This content was published 12 years ago. It may refer to a past edition of the Internazionali d’Italia.
A mere 18 hours after being taken to a three-set semi-final thriller by Andy Murray, Novak Djokovic conquered his fatigue to record his fourth consecutive final win over Rafael Nadal. It was an achievement that will go down in the annals, with the latter two of the four wins (here and Madrid) coming on the Majorcan’s preferred clay, and the Serb certainly measured the enormity of his accomplishment.
“Everything is possible, that is explanation. You can do it if you fit well with the team of people around you and to focus on your goal – and your goal is to be physically ready for the match. We did a great job and today I was able to get the maximum out of my fitness. It is an incredible honour to be part of history and part of the elite of players like Federer, Nadal, McEnroe and Lendl – those players who have won many matches in a row. I think some other people will judge this but what I am really happy about is that there is some other players that Rafa and Roger who win the big events.”
He nevertheless took the time to pay tribute to his adversary – the man whose mantle he is beginning to take over. “Let us be clear: he is the king of clay and he is the best player ever to play on this surface. Yes, I have won against him twice in the last eight days which I think is an incredible achievement for me and this has given me a lot of confidence for the French Open, but this is only a couple of tournaments this year and he has been dominant on this surface for so many, many years.”
For Nadal, it was a bitter pill to swallow. Four times now he has been defeated in an ATP Masters 1000 final, and his no.1 ranking is in serious danger. And for the first time in his career, he is going to Roland Garros, the Grand Slam that he has made his own, fully fit yet with doubts in his mind. Despite that, he paid fulsome praise to his opponent whilst maintaining a degree of confidence in his own abilities.
“He is a very good player and put in a very strong performance physically and mentally. This level of performance is very high and I expect nothing else. I certainly felt much better today than I did in Madrid. Today I was able to go inside the court and move well and to play more aggressively. I am not disappointed about my match and I am not sad tonight. We will try next time.”
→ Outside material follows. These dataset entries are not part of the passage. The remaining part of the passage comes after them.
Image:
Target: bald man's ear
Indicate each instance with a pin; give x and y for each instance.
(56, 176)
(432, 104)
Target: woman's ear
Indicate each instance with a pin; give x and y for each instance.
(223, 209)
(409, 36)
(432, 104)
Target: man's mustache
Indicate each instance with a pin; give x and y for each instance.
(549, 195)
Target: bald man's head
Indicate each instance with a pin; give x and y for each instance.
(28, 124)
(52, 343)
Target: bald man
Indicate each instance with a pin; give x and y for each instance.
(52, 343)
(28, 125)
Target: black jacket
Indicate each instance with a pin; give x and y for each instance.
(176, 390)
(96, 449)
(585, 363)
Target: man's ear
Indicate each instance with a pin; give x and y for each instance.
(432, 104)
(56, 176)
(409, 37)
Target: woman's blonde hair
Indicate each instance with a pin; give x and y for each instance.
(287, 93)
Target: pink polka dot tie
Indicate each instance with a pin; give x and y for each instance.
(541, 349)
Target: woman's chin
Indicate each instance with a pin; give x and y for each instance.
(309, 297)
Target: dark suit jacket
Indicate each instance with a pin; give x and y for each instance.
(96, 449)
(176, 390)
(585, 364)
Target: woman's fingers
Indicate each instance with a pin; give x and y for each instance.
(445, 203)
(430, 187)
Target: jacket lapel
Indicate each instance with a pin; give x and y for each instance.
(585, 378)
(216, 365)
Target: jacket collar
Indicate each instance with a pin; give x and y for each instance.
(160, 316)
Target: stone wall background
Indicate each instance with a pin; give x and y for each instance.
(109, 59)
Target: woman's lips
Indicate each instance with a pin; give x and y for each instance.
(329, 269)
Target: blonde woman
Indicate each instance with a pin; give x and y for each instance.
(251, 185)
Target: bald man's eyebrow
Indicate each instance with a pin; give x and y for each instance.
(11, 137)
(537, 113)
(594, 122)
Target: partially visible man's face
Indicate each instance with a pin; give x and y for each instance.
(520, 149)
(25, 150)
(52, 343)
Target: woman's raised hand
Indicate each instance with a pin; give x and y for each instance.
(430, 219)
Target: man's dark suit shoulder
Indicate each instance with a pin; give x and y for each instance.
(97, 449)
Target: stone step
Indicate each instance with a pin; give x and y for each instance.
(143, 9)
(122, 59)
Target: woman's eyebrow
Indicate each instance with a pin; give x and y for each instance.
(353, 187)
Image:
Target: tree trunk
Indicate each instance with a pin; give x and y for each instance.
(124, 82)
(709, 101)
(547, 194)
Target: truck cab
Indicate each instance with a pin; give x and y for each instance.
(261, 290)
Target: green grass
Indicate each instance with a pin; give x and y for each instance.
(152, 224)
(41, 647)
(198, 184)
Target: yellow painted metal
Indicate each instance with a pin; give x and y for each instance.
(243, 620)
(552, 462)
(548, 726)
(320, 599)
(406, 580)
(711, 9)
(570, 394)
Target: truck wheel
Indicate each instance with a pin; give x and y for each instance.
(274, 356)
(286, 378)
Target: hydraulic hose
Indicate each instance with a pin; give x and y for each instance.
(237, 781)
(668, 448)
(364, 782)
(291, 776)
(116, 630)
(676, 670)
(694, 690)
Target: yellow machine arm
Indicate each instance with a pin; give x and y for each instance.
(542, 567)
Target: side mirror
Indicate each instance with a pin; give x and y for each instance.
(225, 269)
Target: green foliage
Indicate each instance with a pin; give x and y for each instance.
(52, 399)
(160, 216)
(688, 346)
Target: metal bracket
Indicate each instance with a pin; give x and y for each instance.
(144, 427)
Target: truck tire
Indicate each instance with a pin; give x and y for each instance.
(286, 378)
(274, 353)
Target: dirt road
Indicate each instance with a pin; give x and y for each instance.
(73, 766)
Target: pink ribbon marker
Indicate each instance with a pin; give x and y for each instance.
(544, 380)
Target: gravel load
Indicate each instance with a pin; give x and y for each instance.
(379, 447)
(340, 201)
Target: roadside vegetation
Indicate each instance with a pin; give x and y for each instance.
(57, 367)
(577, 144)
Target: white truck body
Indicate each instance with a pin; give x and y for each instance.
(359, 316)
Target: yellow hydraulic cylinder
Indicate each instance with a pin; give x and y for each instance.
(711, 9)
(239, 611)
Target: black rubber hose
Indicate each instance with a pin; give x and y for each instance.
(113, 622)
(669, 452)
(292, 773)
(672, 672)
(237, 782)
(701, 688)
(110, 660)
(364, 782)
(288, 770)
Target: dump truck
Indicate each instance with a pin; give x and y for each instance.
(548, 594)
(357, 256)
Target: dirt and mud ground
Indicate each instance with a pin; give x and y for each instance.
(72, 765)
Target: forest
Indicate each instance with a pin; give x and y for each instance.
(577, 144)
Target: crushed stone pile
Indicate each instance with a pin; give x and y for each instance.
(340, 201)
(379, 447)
“He is doing amazing things,” said Nadal of his main rival in the rankings who is closing in inexorably on the world no.1 slot. “He is playing fantastic, doing a lot of things very well and has a lot of confidence. The most important thing for me is to be confident and be happy with what I am doing. I have done everything that I can, I cannot ask more of myself but one player is doing better than me. The champion in my opinion is not only able to win every week, it is when they are able to wait for the right moments and I am waiting every week trying to find solutions and we will see what happens next time.”
Next time will be Roland Garros, just a week away, and the world is waiting with baited breath for another episode of the Rafa and Nole show. And Djokovic believes that the best is yet to come. “Maybe this is a bit arrogant to say that I can play better than this, because I have played that well against Rafa in Madrid and here. I have been hitting the ball really well and I am serving better this year, and it is important to get a couple of easy balls or free points from the serve. But there is always a need to improve…” Ominous words indeed for the rest of the ATP circuit.